Almost all have created internationally competitive businesses. They include pharmaceutical producers with humble origins who are now global giants (Sun Pharma, Lupin, Cipla, Cadila, Dr Reddy’s Labs, Torrent). No monopolies have been conferred on the top auto performers (Mahindra, Bajaj, Hero, Motherson Sumi). India’s IT billionaires are all selfmade (Premji, Shiv Nadar). No monopoly benefits have been gifted to the top consumer goods producers (Godrej, Asian Paints, Dabur, Pidilite), cement producers (Birla, Bangur), TV channels (Zee, Sun), or metal producers (Jindals, Anil Aggarwal, Birla).
During the licence-permit raj, Dhirubhai Ambani got licences and clearances that nobody else could. Raghuram Rajan calls this crony socialism.
But once the licence-permit raj ended, competition replaced government gifts. However the licence-permit raj continued in natural resources, land and government contracts. These remain the messiest area, but constitute only a modest part of the economy. Most billionaires are in competitive sectors.
Today, Reliance Industries operates one of the biggest oil refineries and petrochemical complexes in the world. It has no monopoly. It is export-oriented, competing globally. It won its offshore oil-gas blocks in an open auction. Because of price controls, it has made hardly any money in oil and gas. The Economist recently produced a scathing review of Reliance, but also showed that its return on capital was only 11 %, below even the cost of capital. Despite his political clout, Mukesh Ambani does not deliver even a decent return, let alone a monopoly bonanza.
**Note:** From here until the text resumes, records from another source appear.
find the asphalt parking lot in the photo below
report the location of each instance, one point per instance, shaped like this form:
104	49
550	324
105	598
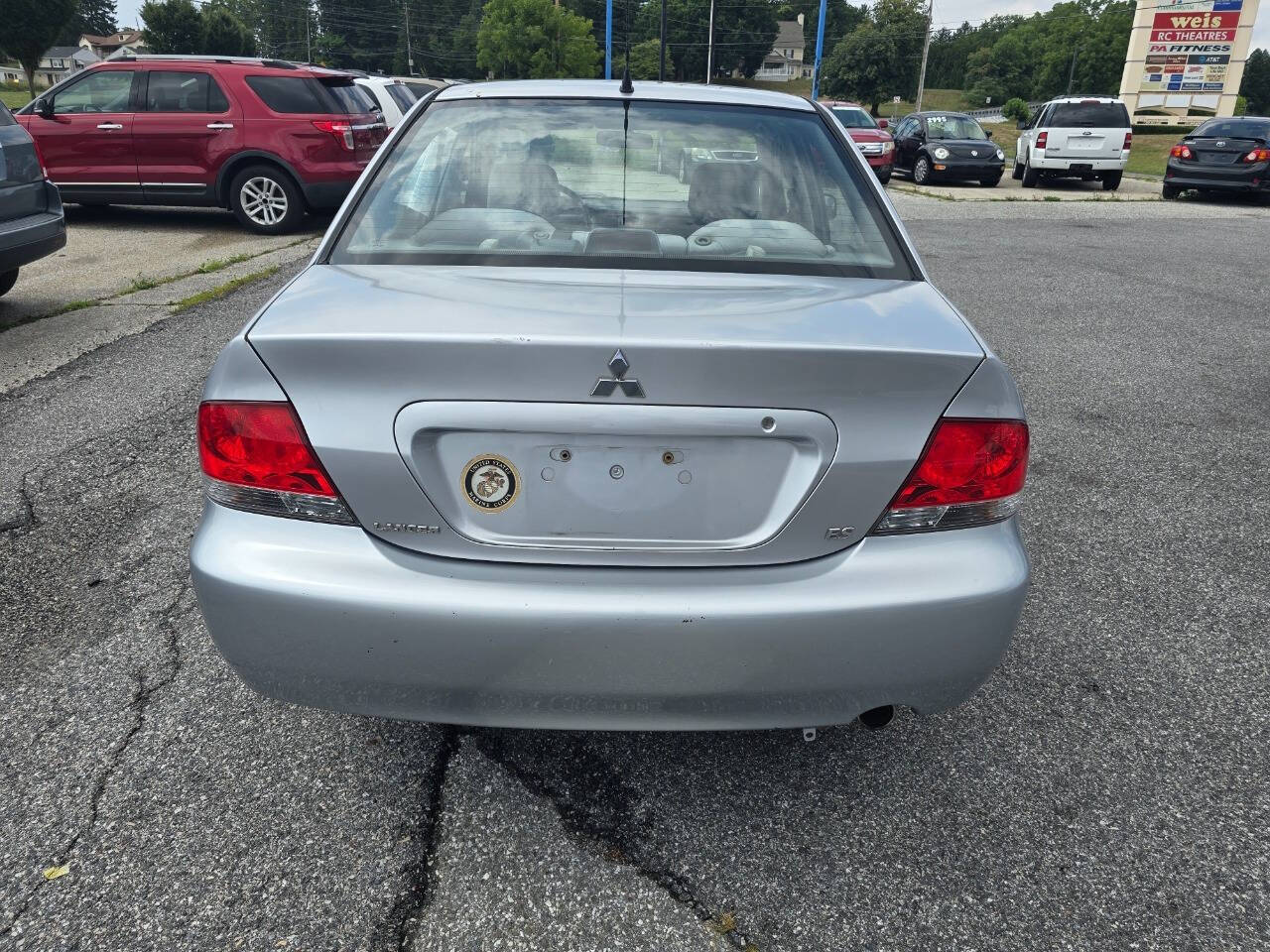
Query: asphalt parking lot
1106	789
Gautam Adani is often called a Modi crony. Yet he got land from Congress at less than 1% of the price charged by Modi. Governments the world over woo industries with tax breaks and cheap land. The Special Export Zone for which Adani got cheap land has potential, but is today a tiny part of his global empire.
Adani is India’s biggest port operator (Mundra, Dahej, Kandla, Vizag, Goa, Dhamra); biggest power producer (plants in Gujarat, Odisha, Maharashtra and Chhattisgarh); and biggest seller of branded edible oil. His biggest project is a mammoth $ 16.5 billion coal project in Australia which experts fear will sink him. But clearly it’s not a crony project.
Cronyism exists. Of the top 30, land baron KP Singh of DLF is famous for deals with Robert Vadra.
Another crony, liquor baron Vijay Mallya, got all parties in Karnataka to gift him a Rajya Sabha seat. But he now stands decimated. Telecom companies got spectrum cheaply, yet India has no telecom monopolies. Rather, it has more telecom operators than almost any country in the world, and the cheapest rates.
Rajan worries most about cronyism in contracts.
This is worst at the state and local levels. In some local bodies, every elected member is a contractor.
But these are not India’s richest businessmen. Rather, the richest (with few exceptions) have created competitive businesses, while paying protection money. Rajan is right that crony capitalism is highly damaging. So is protection money, though less so.
In India, the latter problem is dominant.